Question

Paper Or Detailed Tutorial For Dna Variant Calling Pipeline? Need Help To Start

2

Entering edit mode

11.9 years ago

newDNASeqer ▴ 790

I am a newbie to high-throughput DNA sequencing analysis, and have just started doing my postdoc in this area. I used to do wet bio, but have great deal of experience using Linux and writing code in Java and Python. It seems to me the learning curve is pretty steep in learning DNA variant calling.

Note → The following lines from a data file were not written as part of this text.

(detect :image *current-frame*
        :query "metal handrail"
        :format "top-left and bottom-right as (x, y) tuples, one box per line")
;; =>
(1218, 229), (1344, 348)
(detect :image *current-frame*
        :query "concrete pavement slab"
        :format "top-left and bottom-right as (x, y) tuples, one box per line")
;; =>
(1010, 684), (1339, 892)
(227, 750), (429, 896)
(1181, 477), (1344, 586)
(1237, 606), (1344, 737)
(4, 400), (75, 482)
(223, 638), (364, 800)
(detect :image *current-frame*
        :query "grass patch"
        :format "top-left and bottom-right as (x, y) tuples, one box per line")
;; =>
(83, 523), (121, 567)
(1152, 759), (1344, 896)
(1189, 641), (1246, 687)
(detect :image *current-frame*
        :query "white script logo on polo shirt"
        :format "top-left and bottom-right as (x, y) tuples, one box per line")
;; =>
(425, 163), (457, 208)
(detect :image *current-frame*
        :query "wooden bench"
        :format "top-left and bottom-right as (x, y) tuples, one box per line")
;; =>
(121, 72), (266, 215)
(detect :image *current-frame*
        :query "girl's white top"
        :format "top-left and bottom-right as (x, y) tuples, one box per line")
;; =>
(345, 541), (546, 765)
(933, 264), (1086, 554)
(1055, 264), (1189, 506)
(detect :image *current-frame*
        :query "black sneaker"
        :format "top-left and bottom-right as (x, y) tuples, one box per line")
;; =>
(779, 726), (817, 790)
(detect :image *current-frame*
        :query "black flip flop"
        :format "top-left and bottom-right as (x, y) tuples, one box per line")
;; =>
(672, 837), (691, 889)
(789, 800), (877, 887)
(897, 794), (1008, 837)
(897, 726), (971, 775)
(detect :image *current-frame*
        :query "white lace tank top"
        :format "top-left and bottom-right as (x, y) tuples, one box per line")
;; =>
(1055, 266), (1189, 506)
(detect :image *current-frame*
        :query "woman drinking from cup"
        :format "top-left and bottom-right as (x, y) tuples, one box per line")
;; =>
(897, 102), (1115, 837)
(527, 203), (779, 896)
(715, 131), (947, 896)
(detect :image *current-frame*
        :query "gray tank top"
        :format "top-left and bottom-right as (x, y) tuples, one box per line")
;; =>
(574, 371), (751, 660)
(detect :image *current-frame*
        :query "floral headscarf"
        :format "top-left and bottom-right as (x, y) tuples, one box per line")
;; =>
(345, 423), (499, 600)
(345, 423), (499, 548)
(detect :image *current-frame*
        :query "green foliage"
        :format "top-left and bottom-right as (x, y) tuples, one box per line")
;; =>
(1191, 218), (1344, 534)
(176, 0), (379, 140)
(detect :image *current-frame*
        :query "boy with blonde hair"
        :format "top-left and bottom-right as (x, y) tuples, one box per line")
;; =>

Since I started working in this new lab, I have followed a Nature protocol paper to run RNA-Seq pipeline: Tophat - Cufflinks - CuffMerge - CuffDiff. I think the process is not hard, just lots of waiting time on the computer.

I am not sure where I should start for DNA variant calling. Can anyone give me some guide to a paper or an online step-by-step protocol? I appreciate your reply.

dna variant calling pipeline • 5.6k views

ADD COMMENT • link updated 11.8 years ago by rob234king ▴ 610 • written 11.9 years ago by newDNASeqer ▴ 790

score 5 · Answer 1 · 2013-07-08

5

Entering edit mode

11.9 years ago

Ashutosh Pandey 12k

Some posts:

What is the best pipeline for human whole exome sequencing?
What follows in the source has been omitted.